Charm and fantasic adventure highlight Mary Poppins
Directed by Robert Stephenson.
Starring Julie Andrews and Dick Van Dyke.
LSC Friday Classics.
10-250, 6:30 p.m.
By Stephen Brophy
Before she played a woman playing a man playing a woman on Broadway, Julie Andrews had many other faces. She starred in My Fair Lady in London and New York in the early 1960s, but for some reason was not considered sufficiently starlike to carry the movie. Mary Poppins is her revenge.
Julie Andrews won the Academy Award for best actress for this movie while Audrey Hepburn, miscast in the role of Eliza Doolittle so brilliantly created by Andrews on stage, wasn't even nominated.
Mary Poppins has charm to spare as it winds through its two hours and 20 minutes. Andrews plays a magical nanny who helps to bring a family together in turn-of-the-century London. The father is a banker, very precise, and a bit of a martinet. The mother dithers, and is supposedly a suffragette, of which she is a rather insulting representation. The two children wish for something better, and Mary Poppins is the answer to their wish. She leads them through a number of adventures and introduces them to many people before she magically changes their father's approach to family life.
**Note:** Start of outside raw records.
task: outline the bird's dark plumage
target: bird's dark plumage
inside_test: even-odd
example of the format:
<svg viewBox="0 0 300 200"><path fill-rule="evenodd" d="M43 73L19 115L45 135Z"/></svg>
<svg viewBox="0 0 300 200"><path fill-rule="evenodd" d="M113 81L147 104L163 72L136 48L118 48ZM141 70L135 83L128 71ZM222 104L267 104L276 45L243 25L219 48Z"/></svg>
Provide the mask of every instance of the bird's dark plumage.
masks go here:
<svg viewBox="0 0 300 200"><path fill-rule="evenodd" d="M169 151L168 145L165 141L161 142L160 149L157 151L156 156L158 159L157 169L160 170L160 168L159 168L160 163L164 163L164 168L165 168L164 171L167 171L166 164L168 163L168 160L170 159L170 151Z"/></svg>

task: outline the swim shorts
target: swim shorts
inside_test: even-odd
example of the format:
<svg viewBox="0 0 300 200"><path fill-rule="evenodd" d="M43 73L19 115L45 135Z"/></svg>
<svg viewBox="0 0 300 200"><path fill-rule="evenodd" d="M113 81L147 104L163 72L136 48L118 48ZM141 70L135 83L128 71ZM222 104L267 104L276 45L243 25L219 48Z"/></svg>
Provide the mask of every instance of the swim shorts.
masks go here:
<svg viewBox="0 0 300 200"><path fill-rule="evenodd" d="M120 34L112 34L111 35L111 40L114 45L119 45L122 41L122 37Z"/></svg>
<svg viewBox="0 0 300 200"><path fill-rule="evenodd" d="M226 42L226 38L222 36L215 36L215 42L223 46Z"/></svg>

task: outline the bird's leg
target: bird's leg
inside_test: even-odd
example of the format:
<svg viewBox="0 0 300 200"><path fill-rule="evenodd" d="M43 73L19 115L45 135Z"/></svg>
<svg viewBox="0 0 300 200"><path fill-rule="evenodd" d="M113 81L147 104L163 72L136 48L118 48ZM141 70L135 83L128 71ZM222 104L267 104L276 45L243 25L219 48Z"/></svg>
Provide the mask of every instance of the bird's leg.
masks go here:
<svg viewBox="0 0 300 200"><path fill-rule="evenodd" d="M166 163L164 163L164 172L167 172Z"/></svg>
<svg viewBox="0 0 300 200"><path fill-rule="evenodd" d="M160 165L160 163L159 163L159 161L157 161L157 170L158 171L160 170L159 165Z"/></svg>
Watch for Ed Wynn as a laughing uncle and Jane Darwell as the Bird Lady. Dick Van Dyke is a chimney sweep who shares the adventures. His cockney accent is about as convincing as Audrey Hepburn's, but his acrobatic grace contributes to the general whimsy.
There are also some great songs -- the Oscar winning "Chim Chim Cheree" as well as the classic "Supercalifragilisticexpialidocious." Because of its length, Mary Poppins starts early at 6:30 p.m. tonight night in 10-250.